“事都办完了,尘埃落定了,这‘查验’的人才姗姗来迟。”
他不屑地撇撇嘴,将软甲最后一块护臂放入包袱。
“就是!”汤贲也附和道,脸上也带着不以为然的神色。边军向来对地方官府的做派看不上眼。
他又一拍脑袋,一语道破:“不过,朱胖子特意来请大人过去,分明就是为了帮他撑撑腰杆。”
汤贲一语道破朱文的心思,秦猛嘴角那丝冷峭更明显了几分。
他本不欲掺和地方与州府的纠葛,但朱文既然将“感激”实实在在地放在了床榻上,此刻又点名求救,于情于理,他都不能完全置身事外。
何况,朱文上报州府几天时间,这州府才来人也未免太过巧合,不排除来抢夺功劳的意思。
“看看再说。”秦猛语气平淡,当先向外走去。他倒要瞧瞧,这州府迟来点人唱的是哪一出。
刚穿过连接前后衙的回廊,来到前厅附近,便觉气氛不对。
原本在前院伺候的衙役个个面色紧张,探头探脑,眼神里带着惊慌。
衙门外传来密集的马蹄声、甲胄摩擦声以及粗声大气的呼喝,嘈杂之中透着一股不容置疑的压迫感。
秦猛面色不变,带着汤贲等人,径直越过县衙大门。
门外景象,让见惯了军阵的秦猛也目光微微一凝。
只见县衙前宽阔的街面上,黑压压列着至少两三百名官兵。人人身披制式轻铁甲,打着州府的旗号,刀出鞘,弓上弦,一股肃杀之气弥漫开来。
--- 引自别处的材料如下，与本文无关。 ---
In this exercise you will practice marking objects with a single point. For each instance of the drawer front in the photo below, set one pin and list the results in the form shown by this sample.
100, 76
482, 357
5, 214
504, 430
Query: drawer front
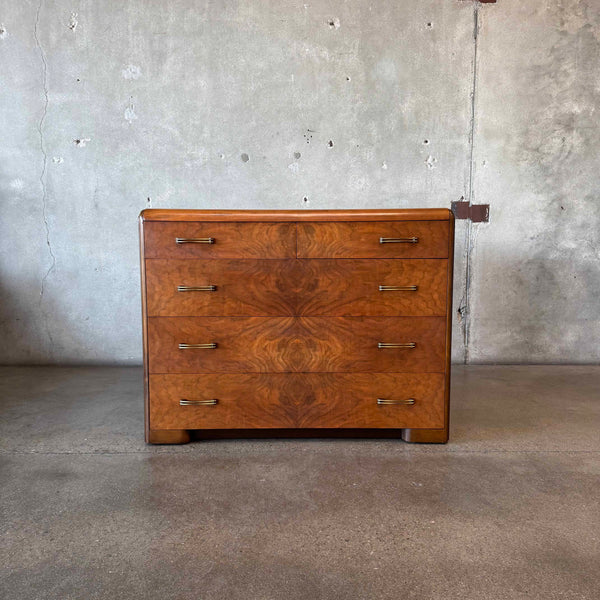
221, 287
219, 240
296, 344
288, 400
356, 287
296, 287
387, 239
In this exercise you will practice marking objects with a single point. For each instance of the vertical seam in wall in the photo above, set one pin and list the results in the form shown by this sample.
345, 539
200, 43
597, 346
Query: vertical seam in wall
471, 194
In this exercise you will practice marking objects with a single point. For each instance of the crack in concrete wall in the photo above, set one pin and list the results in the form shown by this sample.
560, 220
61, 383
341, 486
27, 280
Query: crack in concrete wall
464, 309
44, 165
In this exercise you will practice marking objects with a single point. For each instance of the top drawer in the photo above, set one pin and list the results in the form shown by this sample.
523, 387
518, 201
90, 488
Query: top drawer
362, 239
219, 240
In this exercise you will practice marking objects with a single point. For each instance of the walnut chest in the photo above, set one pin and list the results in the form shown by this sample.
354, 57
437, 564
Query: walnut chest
297, 323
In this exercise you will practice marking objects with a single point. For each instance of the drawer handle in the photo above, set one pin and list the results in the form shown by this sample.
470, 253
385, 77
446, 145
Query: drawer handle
196, 346
398, 240
398, 288
194, 240
406, 345
198, 402
196, 288
407, 402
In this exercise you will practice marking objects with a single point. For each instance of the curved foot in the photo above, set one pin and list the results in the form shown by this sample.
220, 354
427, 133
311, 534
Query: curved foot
168, 436
425, 436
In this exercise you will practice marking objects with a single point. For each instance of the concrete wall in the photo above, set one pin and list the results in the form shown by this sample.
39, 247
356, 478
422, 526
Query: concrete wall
110, 107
更令人侧目的是,这些士卒个个精气神饱满,目光锐利,竟全是锻体巅峰以上的修为。
其中气海境武者占了约莫三四成。
队伍前方,几名军官模样的汉子按刀而立,气息深沉凝练,赫然都是通脉境界!
这等精锐程度,远超黑水城乃至普通郡县的驻军,果然不愧是阳州治所熊城直辖的精兵。
这群人刀枪在手,目光不善地盯着县衙大门,大有一言不合就要冲进去拿人的架势,其势汹汹,哪里像是来“慰军查验”,分明是来问罪擒拿!
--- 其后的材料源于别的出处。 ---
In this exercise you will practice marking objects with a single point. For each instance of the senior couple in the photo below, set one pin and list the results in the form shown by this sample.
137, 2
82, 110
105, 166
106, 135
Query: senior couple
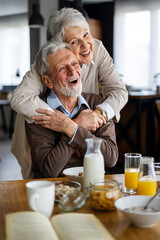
56, 136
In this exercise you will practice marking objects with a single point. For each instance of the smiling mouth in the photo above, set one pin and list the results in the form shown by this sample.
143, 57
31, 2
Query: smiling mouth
85, 53
74, 81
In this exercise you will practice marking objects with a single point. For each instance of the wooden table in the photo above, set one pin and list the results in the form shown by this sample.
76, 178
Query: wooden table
13, 199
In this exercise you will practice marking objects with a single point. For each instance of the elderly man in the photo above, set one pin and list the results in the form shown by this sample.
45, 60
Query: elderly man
54, 145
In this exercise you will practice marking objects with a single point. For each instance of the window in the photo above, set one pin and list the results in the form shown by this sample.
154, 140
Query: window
14, 48
137, 42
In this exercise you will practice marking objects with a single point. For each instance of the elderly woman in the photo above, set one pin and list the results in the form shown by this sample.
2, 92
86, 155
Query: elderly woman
70, 26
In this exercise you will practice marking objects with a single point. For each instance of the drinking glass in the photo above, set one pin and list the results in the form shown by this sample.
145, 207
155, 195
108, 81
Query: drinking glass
132, 163
147, 177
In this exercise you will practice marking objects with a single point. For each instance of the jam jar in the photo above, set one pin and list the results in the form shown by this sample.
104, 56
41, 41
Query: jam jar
103, 195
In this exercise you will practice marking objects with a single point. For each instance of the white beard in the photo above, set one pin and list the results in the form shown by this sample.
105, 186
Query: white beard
74, 91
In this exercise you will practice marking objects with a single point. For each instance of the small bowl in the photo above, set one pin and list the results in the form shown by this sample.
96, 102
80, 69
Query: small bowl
139, 219
103, 194
65, 187
73, 174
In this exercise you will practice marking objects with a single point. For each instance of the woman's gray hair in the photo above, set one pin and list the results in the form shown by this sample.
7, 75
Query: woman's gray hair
47, 49
64, 19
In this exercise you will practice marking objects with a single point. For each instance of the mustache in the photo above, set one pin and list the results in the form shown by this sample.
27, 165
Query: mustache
76, 76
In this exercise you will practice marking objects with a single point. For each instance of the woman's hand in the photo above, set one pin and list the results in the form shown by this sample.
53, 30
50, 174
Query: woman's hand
56, 121
90, 120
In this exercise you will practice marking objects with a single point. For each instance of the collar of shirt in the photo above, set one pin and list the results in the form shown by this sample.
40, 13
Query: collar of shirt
54, 102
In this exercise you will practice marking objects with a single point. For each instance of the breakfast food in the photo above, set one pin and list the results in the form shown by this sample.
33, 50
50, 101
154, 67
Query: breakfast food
62, 189
102, 197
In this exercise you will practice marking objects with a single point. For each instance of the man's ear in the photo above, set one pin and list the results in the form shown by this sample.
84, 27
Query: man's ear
46, 79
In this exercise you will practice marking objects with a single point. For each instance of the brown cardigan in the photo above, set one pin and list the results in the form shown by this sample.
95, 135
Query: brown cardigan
50, 150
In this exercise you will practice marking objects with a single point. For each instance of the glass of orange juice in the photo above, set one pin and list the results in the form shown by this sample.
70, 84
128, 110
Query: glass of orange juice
147, 177
132, 163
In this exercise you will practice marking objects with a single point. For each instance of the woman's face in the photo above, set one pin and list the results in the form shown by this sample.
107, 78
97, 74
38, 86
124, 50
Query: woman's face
81, 42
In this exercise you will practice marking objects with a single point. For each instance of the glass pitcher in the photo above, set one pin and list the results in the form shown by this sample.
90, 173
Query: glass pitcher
147, 177
93, 163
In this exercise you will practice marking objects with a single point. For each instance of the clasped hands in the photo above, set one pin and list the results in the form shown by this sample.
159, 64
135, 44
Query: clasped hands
58, 121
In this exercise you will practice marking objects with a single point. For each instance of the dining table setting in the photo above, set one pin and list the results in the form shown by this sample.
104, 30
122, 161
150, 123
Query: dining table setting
13, 198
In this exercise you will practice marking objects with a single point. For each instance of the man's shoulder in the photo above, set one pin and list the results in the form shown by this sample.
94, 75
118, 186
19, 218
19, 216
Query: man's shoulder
92, 99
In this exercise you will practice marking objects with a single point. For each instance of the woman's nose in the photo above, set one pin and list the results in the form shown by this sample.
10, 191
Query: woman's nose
71, 69
83, 43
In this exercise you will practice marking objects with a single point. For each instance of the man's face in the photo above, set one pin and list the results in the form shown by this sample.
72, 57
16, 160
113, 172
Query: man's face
65, 73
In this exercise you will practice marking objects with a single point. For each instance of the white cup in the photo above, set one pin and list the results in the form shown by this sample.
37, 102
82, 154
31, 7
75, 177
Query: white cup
41, 195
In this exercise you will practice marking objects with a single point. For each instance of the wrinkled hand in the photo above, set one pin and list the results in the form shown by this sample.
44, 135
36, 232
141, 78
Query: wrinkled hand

秦猛心中快速盘算:黑水城此次邪祟之乱,失踪死亡数百,确实惨重,州府震怒,追究地方官员“失察”、“匿报”之责,倒也在情理之中。
但这李都尉一来就摆出如此阵仗,连表面功夫都懒得做,要么是性格跋扈,要么就是背后有人授意,要拿朱文立威,甚至……项庄舞剑,意在沛公?